D’ailleurs, Stranger of Paradise: Final Fantasy Origin innove sur l’évolution du personnage. Plutôt que de tomber dans le schéma « Je gagne des niveaux pour débloquer des compétences », le RPG mise sur un système de classes. Guerrier, voleur, magicien… : on peut passer de l’une à l’autre pour augmenter leur rang, obtenir de nouveaux pouvoirs et, à terme, accéder à des classes plus exotiques (exemple : Chevalier noir). Cet élément pousse à expérimenter et à se diversifier jusqu’à trouver une formule qui sied à nos préférences. En termes de variété et de possibilités, Stranger of Paradise: Final Fantasy Origin brille. C’est le phare dans une nuit de ténèbres.
La puissance de Jack — et de ses acolytes — passe aussi par l’équipement. Tout au long du jeu, on ne fait que ramasser armes et armures au design moche pour être toujours plus efficace — et toujours plus moche. Sur ce point, le jeu tombe dans l’excès et on passe beaucoup trop de temps dans l’inventaire pour changer de tenue. Certains apprécieront ce haut degré de personnalisation. On y voit quand même un petit défaut qui brise le rythme des différentes missions à accomplir pour voir le bout. Il s’agit toutefois d’un mal nécessaire permettant de répondre à un challenge qui ne fait que grimper. Et pour terrasser tous les boss, il vaut mieux être bien armé.

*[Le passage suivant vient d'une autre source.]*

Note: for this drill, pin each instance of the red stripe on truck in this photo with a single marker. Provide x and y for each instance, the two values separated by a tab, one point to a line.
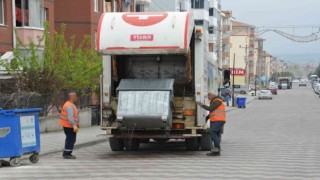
186	31
99	31
144	47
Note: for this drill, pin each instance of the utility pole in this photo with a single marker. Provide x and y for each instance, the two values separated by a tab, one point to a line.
246	61
234	61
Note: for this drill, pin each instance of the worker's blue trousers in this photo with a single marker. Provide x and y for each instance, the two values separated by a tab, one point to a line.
215	132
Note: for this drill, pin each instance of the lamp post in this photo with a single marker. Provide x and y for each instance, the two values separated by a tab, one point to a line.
246	61
234	61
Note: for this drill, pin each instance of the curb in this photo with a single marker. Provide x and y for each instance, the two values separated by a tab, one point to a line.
76	146
235	108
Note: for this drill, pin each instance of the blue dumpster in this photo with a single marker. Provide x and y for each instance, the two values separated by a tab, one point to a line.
241	102
19	134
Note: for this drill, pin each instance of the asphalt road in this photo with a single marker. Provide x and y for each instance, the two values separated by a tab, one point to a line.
271	139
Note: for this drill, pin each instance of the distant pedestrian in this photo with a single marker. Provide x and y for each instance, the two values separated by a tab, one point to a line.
227	98
70	121
217	118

Team Ninja n’a pas eu non plus la main légère sur le contenu du RPG : comptez une bonne quinzaine d’heures pour terminer l’aventure principale, et beaucoup plus si vous comptez achever les objectifs secondaires. À condition de faire preuve, rappelons-le, d’une grande indulgence pour accepter d’accorder autant de temps à une expérience qui passe son temps à se moquer du monde.
Le verdict
Stranger of Paradise: Final Fantasy Origin
Voir la ficheOn a aimé
- Progression bien pensée
- Gameplay efficace
- Si vous aimez les nanar…
On a moins aimé
- Votre jeu ressemble à un jeu PS3
- Narration risible
- Design horrible
Il faut en avaler des couleuvres, pour se plonger dans Stranger of Paradise: Final Fantasy Origin, sorte de nanar du jeu vidéo tiré d’une saga pourtant culte. Le studio Team Ninja livre une aventure orientée action, paralysée par une narration ridicule, un design ignoble et des graphismes horribles. L’échec est tellement reluisant qu’il est difficile de ne pas y voir une pure parodie, susceptible de ternir l’image de la marque Final Fantasy.
Mais quand on gratte un peu, Stranger of Paradise: Final Fantasy Origin contient un gameplay loin d’être raté, associant affrontements grisants et système de progression bien pensé. Il n’empêche, ces rares qualités ne sont pas suffisantes pour accepter tout le reste. Courage et indulgence — l‘éditeur Square Enix, aussi, en aura bien besoin.